Humility and Audacity

I had coffee this morning with my newish department head at ACC.
She’s the bomb.
Smart and calm and assured and idea-centered.

The kind of person with whom you can talk about real stuff and not get rattled

So we were talking about teaching.
And, in particular, about teaching creative work within the confines of an academic environment.

We touched on deadlines and grades.
We touched on craft.
We touched on clever assignments.

And then we settled into how we might help students come to something deeper than just a class — a practice that will extend way beyond December and will allow their writing to become not individual "assignments" but rather bigger works in progress, full of possibility.

The only way to do this, as far as either of us could see, is to encourage openness to revision.

If students aren’t receptive to the concept of revision, willing to listen to critiques and suggestions, and ready to take on the actual practice, then everything they write is sort of a one-shot deal — potentially kind of vivid but quick to fizzle.

And of course the same is true for all of us.
Getting stuck in our own stuff and being unwilling to listen, tweak, undo or mess with means that it will never evolve like it might’ve.
And, likewise, getting paralyzed by workshops, critiques or requests for revisions stops us from fully realizing the possibility of a piece.

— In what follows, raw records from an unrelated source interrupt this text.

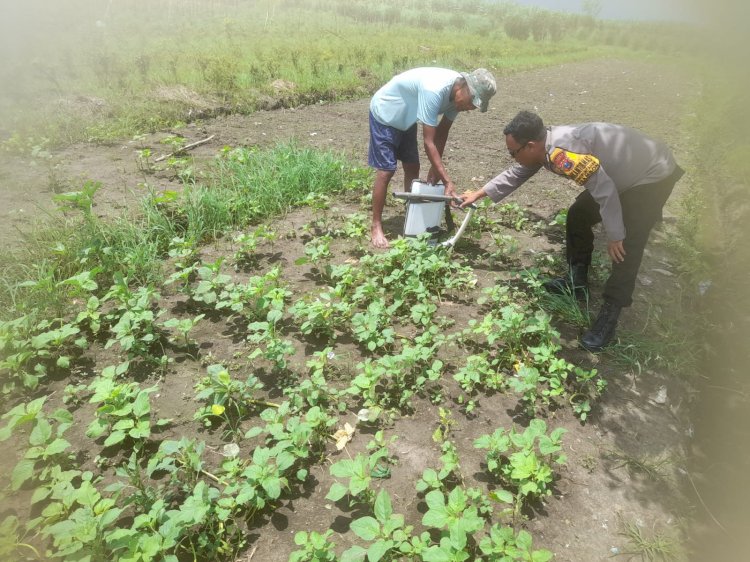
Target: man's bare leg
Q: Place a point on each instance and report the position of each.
(379, 192)
(411, 172)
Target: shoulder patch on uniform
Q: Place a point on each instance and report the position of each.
(578, 167)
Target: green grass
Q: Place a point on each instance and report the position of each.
(147, 67)
(247, 186)
(654, 547)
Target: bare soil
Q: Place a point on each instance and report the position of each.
(598, 491)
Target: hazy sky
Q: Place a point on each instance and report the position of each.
(624, 9)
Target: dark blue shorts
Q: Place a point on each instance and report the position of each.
(387, 145)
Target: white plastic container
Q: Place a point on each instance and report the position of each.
(423, 216)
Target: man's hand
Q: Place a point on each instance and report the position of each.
(616, 251)
(432, 176)
(450, 189)
(470, 197)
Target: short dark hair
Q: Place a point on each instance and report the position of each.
(525, 127)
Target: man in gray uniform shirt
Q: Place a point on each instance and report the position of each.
(627, 178)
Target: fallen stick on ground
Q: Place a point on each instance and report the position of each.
(184, 148)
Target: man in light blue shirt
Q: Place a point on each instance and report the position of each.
(420, 95)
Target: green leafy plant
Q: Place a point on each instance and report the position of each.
(315, 547)
(457, 519)
(226, 398)
(523, 461)
(125, 410)
(359, 473)
(386, 533)
(502, 544)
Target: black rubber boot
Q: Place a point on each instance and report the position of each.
(603, 329)
(576, 281)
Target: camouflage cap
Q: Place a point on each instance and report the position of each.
(482, 87)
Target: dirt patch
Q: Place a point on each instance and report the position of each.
(641, 416)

So what Charlotte recommends to her students is that they come to the process with a balance of humility and audacity.

Humility = willingness to listen, openness to change, acceptance of critique
Audacity = fearlessness, relentlessness, self-confidence

Most of us tend to fall a little too far on one side of the teeter-totter, but I think she’s right.
We need both to grow our work as big as it can be.

I’m telling my students that and I’m telling myself…

8 Responses to “Humility and Audacity”

  1. saralholmes

    As one engulfed in a revision, I so needed this. I think I’ll tape the words “humility” and “audacity” to my computer screen. xoxox

  2. jeannineatkins

    Thanks for sharing that great advice. I think all of us teeter totter with it, sometimes daily.

    One of my friends whose daughter was involved in ballet for many years, but left it behind as she focuses on chemistry in college, says that what her girl really took from those years is how to take criticism. To see the criticism re the art, what she did, and not about her self or soul. How to keep on.

  3. Anonymous

    Tanita Says 🙂

    How exciting that this is something you get to talk about within the confines of an educational institution. We were privileged to be able to revise together in graduate school, but I’ve found my writing group has really taught me to hit my stride. It took me a long time to realize that the genius isn’t what’s on the page, but it’s within, and it’s OKAY to hit delete. The story’s in ME, and the paper isn’t holy ground.

    Audacity is hard. But worthwhile.